Mia madre grazie ai suoi ricordi d’infanzia produceva un vino naturale nato da una fermentazione spontanea senza aggiunta di solforosa, un vino pulito non filtrato. L’ultima annata realizzata da Augusto e Maria risale al 2018 una versione che io definisco garagista. Mio padre decise di mettere in vendita la sua terra, compresi in quella scelta tutto il suo dolore, così mi convinsi a comprarla, poi arrivò il Covid e io e Stephanie ci spostammo da Milano a Martina Franca. Lasorte Cuadra non è un progetto di business ma un recupero sentimentale che arricchisce le nostre anime, non avendo una cantina cercavamo ospitalità e l’abbiamo trovata nella cantina cooperativa della Valle D’Itria, credo che questo fosse lo sbocco più naturale per noi, quello di una realtà cooperativa. Angelo Soleti, direttore di “Upal”, cantina e oleificio in Valle D’Itria sin dal nostro primo incontro ci riservò sempre lo stesso silos, ecco da dove prende il nome il nostro vino proprio da quel silos sempre pronto lì ad accogliere le nostre uve.

Silos è il vostro unico vino, che definite un vino gastronomico e territoriale, cosa intendete?

I ricordi che ho sulla Verdeca risalgono al vino che il nostro fattore intorno agli anni settanta custodiva nel suo orcio un puro esempio d’identità territoriale. Questi vitigni sono difficili da comprendere a un pubblico esterno e spesso ci consigliavano di aggiungere lo Chardonnay per l’assemblaggio. Ci siamo rifiutati di accettare questo suggerimento ripetuto tante volte perché se un vino così già esiste noi, invece, volevamo fare altro. All’inizio abbiamo pensato di mantenere aderenza al territorio e volevamo vedere dove potevamo arrivare usando solo le nostre vigne, per ora siamo solo a due annate e siamo molto soddisfatti, se non avesse funzionato ce lo saremmo bevuti solo noi. Il nostro vino lo definiamo anche gastronomico perché si trasforma quando si abbina a cibi semplici, vegetali e dal gusto piccante, non è un vino della costa.

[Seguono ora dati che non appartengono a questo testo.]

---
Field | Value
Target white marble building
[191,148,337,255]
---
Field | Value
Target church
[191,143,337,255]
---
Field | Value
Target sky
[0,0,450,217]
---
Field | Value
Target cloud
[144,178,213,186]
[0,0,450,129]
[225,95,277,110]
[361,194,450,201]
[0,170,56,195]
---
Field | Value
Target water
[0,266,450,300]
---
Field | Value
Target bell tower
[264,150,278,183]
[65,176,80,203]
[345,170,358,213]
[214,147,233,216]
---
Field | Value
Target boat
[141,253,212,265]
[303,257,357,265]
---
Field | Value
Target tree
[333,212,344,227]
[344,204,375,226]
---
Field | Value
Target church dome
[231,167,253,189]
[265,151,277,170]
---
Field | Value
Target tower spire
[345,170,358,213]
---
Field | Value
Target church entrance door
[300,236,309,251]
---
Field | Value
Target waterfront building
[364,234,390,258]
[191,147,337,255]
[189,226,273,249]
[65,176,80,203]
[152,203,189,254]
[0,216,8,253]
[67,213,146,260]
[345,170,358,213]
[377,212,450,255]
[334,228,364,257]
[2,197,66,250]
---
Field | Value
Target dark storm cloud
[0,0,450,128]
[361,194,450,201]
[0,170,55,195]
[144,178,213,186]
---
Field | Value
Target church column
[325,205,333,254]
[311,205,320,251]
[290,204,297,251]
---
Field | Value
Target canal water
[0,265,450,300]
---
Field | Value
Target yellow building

Stephanie sei di origine messicana, cosa ti ha affascinato della Puglia?

Sono nata negli Stati Uniti da genitori messicani, le nostre estati le passavo in Messico, ma sono cresciuta in un sistema nordamericano. Chi ha origini latine credo che si senta in sintonia con il Sud Italia e la mia anima latina è più a suo agio quando sono in Puglia. La spontaneità della gente, l’ospitalità e la convivialità a tavola sono le caratteristiche che trovo affini alla mia parte latina. Sono mamma di cinque figli, quattro nati dal mio precedente matrimonio, l’ultimo, il piccolo di casa è il figlio mio e di Roberto e ritrovarsi la sera a cena è uno dei nostri punti di riferimento. Il vino è il veicolo che unisce e in un primo momento ha unito anche noi perché grazie a lui che ci siamo conosciuti, quando anch’io lavorava da Querciabella. Dal lunedì al venerdì siamo a Greve in Chianti dove Roberto è impegnato come amministratore delagato della cantina toscana e quasi tutti i weekend siamo pronti a partire in direzione Puglia.

Quali sono i vostri numeri produttivi?

Siamo a sette mila e cinquecento bottiglie per le nostre prime due annate la 2020 e la 2021, per la ‘22 destiniamo 500 bottiglie in Piemonte per la realizzazione del nostro Vermouth. Metà della produzione è volata in Utah dove ho un’azienda che importa vini di piccolissime realtà artigianali sia italiane che spagnole, sono la voce di queste cantine e spesso instauro un rapporto di complicità e intimità con loro.

Fra dieci anni dove vi vedete?

Ce lo chiediamo spesso. Io e i miei ragazzi fino a poco tempo fa vivevamo a Milano, ora siamo in Toscana e ogni weekend decidiamo se salire o scendere verso la Puglia. Fra dieci anni si vedrà dove saremo ma penso che passeremo sempre più tempo giù. Il nostro progetto sarà completo solo quando riusciremo a costruire la nostra piccola cantina e una sala destinata alle degustazioni, una struttura che sia integrata alla realtà circostante.

Se entrambi chiudete gli occhi e vi trovate in Puglia qual è l’immagine che vi appare?

L’odore della terra bagnata dopo un acquazzone d’estate e il profumo delle erbe aromatiche. Io invece penso al profumo dell’aria che ho iniziato ad apprezzare proprio durante il periodo del Covid. Il nostro vino non è biologico ma trovandoci fra i due mari abbiamo una brezza continua che ci porta un senso di benessere costante.